Prillilgirl by Carolyn Wells (1924)


photo: Robert Erwin books

About the author: Carolyn Wells (1862-1942) was married to Hadwin Houghton, the heir of the Houghton-Mifflin publishing empire. Like Mary Roberts Rinehart, being in a publishing family created an easy pipeline for getting her works into print. She wrote a total of more than 170 books. See this Wikipedia article.

Major characters:
  • Guy Thornike, the shy, introverted actor
  • Corinne Deane, a.k.a. Prillilgirl
  • Lora Lamb, Guy's housekeeper
  • Mallory Vane, playwright
  • Roland Ross, Vane's relative
  • Pete Jessup, Mallory's artist roommate
  • Dan Larkin, competing theatrical manager
  • Jeffreys. an actor
  • Agatha Barr, an agressive actress
  • James Manning, a fictitious person
  • McGee, detective

Locale: New York City

Synopsis: Guy Thorndike is an accomplished, wealthy actor, looking for his next big dramatic role. One day, Corinne Deane (Prillilgirl), a naive young woman of 19, appears at his home. He thinks she is just a fan looking for a photo, but she appeals to him to marry her. She explains how a marriage of convenience would benefit them both. Guy considers her proposal and accepts, and they are quickly married. Housekeeper Lora Lamb assumes the mother role for them both.

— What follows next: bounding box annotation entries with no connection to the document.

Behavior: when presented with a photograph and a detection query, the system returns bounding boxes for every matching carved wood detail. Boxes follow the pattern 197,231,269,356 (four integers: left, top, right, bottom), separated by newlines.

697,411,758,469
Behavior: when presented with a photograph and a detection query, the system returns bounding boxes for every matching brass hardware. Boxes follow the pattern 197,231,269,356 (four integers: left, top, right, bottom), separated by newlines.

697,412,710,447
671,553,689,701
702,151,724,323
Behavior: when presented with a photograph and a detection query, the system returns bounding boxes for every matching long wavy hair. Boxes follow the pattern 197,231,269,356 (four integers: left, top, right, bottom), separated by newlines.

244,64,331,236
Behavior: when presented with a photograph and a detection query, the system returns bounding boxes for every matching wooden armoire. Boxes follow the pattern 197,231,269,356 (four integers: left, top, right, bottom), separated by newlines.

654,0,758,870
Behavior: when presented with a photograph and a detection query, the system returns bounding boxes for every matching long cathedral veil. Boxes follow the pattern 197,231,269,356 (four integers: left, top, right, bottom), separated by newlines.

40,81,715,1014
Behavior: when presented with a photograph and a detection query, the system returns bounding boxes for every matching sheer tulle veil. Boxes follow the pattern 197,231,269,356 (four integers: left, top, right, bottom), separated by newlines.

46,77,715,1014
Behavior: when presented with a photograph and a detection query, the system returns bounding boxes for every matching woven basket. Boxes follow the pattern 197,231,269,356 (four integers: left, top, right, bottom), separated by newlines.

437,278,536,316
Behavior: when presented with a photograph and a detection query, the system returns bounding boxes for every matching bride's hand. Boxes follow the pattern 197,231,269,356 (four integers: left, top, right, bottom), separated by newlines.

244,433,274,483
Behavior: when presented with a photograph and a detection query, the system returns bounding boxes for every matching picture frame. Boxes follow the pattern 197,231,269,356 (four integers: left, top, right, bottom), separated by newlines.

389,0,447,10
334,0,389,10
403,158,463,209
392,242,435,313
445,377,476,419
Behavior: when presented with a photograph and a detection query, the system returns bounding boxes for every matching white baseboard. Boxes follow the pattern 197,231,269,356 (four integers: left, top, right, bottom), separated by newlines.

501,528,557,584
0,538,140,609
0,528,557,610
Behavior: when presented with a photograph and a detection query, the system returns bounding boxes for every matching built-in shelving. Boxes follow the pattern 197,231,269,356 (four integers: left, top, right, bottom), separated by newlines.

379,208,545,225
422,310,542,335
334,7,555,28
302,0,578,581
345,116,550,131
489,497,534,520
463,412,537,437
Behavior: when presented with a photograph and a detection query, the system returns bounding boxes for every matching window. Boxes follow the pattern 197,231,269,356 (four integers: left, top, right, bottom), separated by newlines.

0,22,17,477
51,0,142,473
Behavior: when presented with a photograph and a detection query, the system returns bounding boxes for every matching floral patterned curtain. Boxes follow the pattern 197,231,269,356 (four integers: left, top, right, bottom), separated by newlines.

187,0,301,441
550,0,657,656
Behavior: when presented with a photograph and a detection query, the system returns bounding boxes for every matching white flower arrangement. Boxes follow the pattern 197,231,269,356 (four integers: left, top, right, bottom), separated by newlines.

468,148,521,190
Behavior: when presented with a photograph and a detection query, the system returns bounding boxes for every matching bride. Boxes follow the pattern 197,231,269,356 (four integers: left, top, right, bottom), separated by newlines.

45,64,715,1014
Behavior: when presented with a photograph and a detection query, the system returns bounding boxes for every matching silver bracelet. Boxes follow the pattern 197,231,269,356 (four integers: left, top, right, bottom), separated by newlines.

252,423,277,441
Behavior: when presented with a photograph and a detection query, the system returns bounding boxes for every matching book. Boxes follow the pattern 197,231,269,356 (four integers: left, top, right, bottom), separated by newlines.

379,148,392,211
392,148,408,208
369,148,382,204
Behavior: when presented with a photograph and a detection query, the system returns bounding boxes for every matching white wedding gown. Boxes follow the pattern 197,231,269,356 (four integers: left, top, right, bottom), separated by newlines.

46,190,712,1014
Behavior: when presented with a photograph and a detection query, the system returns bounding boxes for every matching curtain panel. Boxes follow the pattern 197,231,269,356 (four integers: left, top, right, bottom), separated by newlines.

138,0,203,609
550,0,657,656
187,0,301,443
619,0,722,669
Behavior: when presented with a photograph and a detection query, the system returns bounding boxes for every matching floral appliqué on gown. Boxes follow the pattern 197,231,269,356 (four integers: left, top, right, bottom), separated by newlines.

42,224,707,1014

Mallory Vane has written a play and is looking for a buyer. Guy Thorndike had suggested a role in the play, with an eye to playing it himself. Dan Larkin is also interested in the play, and would cast his favorite Jeffreys and Agatha Barr. Agatha appeals to Prillilgirl to get Guy to give in on the play, but Prillilgirl proves perfectly capable of sticking up for herself and Guy.

Mallory Vane invites Prillilgirl to his place and begins to make advances to her; now two men - he and Larkin - have their eyes on Prillilgirl. Artist Pete Jessup (Mallory's roommate) arrives and saves her from their clutches. Vane invites her back - under false pretenses - and while she is present and hiding, Vane is stabbed with his ornamental dagger which he has adapted into a pen.

Review: Well, this was a surprise! I was expecting the usual country-house stuffy crusty characters, but Guy and Prillilgirl are quite the change. He is a dual personality, a shy introvert in real life, a dramatic actor on the stage. She is a young naive farm girl, unaware that ladies must not go to carabets or other men's apartments alone; yet she knows how to stick up for herself in the face of nasty antagonists like Agatha Barr and lechers like Mallory Vane.

The book follows the usual Wells format - the local invcstigator (McGee) does all the legwork and gathers up the clues, then Fleming Stone pops in at the end for his "and-now-the-envelope-please" moment. This time, however, McGee is a pretty productive detective instead of the usual bumbler.

I did get a chuckle that following their civil ceremony, she asks Guy for a kiss to consummate their marriage! It is not recorded whether he gave in. After all, this *was* 1924!

The ending has a couple of curious twists which I did not see coming - although Twist #1 laid the groundwork for Twist #2.